Vous avez bien montré, Monsieur Chéritel, le drame que représenterait pour la Bretagne la mise en œuvre de l’écotaxe. En préambule, le président a affirmé que le prélèvement, dans cette région, serait de 42 millions d’euros. Que pensez-vous de ce chiffre ? Pour ma part, j’ai le sentiment qu’il reste sous-évalué.

En ce qui concerne le report modal, et malgré les initiatives de Combiwest, vous avez insisté sur la nécessité d’améliorer la performance du fret ferroviaire, dont la place s’est réduite dans notre pays. Je ne suis pas certaine que l’écotaxe soit en mesure de changer la situation.

Vous avez aussi rappelé les raisons de la création de votre collectif, dont je suis les activités depuis le début. Vous avez d’abord accepté de travailler sur des aménagements au dispositif, mais aujourd’hui, vous réclamez l’abrogation pure et simple de l’écotaxe. Je peux le comprendre, mais le Pacte d’avenir pour la Bretagne, présenté par le préfet de la région, ne contient-il pas des éléments qui pourraient vous satisfaire ?

Monsieur le président, nous avons appris que vous aviez organisé des rencontres non publiques pendant la suspension des travaux de notre assemblée, recevant notamment le président du conseil régional de Bretagne, M. Massiot, et le vice-président chargé des transports, M. Lahellec. Nous aurions aimé les entendre également. Que pensez-vous des propositions formulées par le président de la région ? Figureront-elles dans le rapport de la mission d’information ? Pourrons-nous entendre la nouvelle ministre de l’environnement et, le cas échéant, le ministre délégué ou le secrétaire d’État chargé des transports dont la nomination pourrait être annoncée cet après-midi même ?

M. François André. Selon vous, monsieur Chéritel, l’objectivation des effets de l’écotaxe sur l’économie bretonne a conduit à appliquer un abattement spécifique au bénéfice de la région, fixé d’abord à 40 %, puis porté à 50 % après une discussion avec un certain nombre de parlementaires de la majorité.
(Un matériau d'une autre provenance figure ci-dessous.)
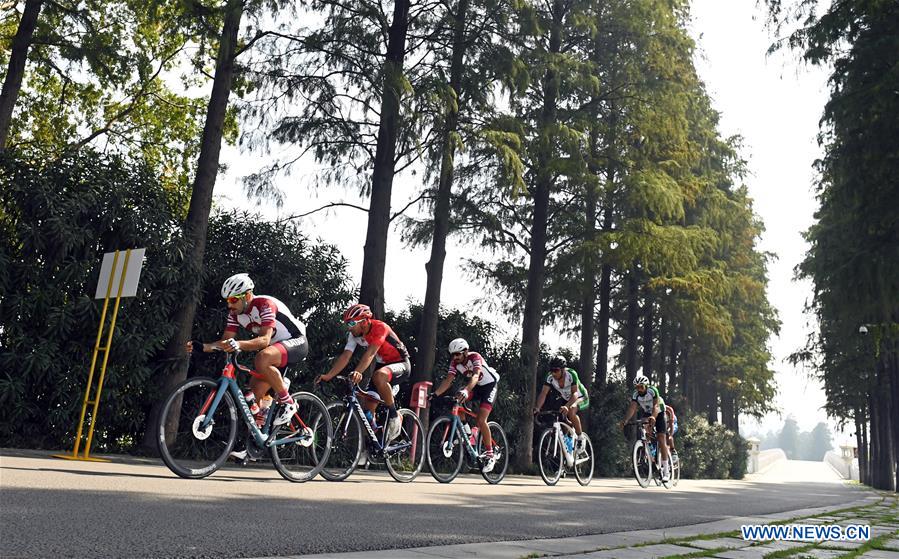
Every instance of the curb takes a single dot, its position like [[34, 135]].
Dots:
[[579, 544]]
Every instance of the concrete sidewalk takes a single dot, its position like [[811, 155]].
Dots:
[[713, 539]]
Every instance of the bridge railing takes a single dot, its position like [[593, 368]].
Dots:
[[846, 467]]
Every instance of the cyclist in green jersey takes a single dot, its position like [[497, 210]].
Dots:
[[566, 382], [651, 404]]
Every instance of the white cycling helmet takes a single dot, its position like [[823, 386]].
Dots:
[[237, 284], [458, 345]]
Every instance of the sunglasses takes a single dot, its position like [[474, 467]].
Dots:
[[235, 298]]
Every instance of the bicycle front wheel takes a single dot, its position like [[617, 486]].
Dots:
[[187, 448], [306, 440], [405, 455], [549, 457], [444, 451], [583, 463], [500, 453], [346, 443], [642, 464]]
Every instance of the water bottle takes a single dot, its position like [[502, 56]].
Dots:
[[265, 406], [371, 419]]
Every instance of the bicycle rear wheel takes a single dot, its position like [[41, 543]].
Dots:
[[549, 457], [583, 463], [642, 464], [189, 451], [302, 459], [405, 463], [444, 453], [500, 453], [346, 443]]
Or, s’agissant de l’écotaxe, on cite souvent des chiffres globaux. Sauf erreur de ma part, il n’existe pas de simulation permettant d’en apprécier les effets par branche, voire par type de production. Les chiffres que vous avez mentionnés – entre 30 et 100 % du CICE – ne concernent qu’un échantillon d’entreprises. Ils ne manquent d’ailleurs pas de surprendre, même si je ne les conteste pas. Le CICE représente 20 milliards d’euros en année pleine, l’écotaxe seulement un milliard : les proportions ne sont donc pas du tout les mêmes. Quoi qu’il en soit, disposez-vous d’études permettant de mesurer l’effet de la taxe sur les coûts par type de production ?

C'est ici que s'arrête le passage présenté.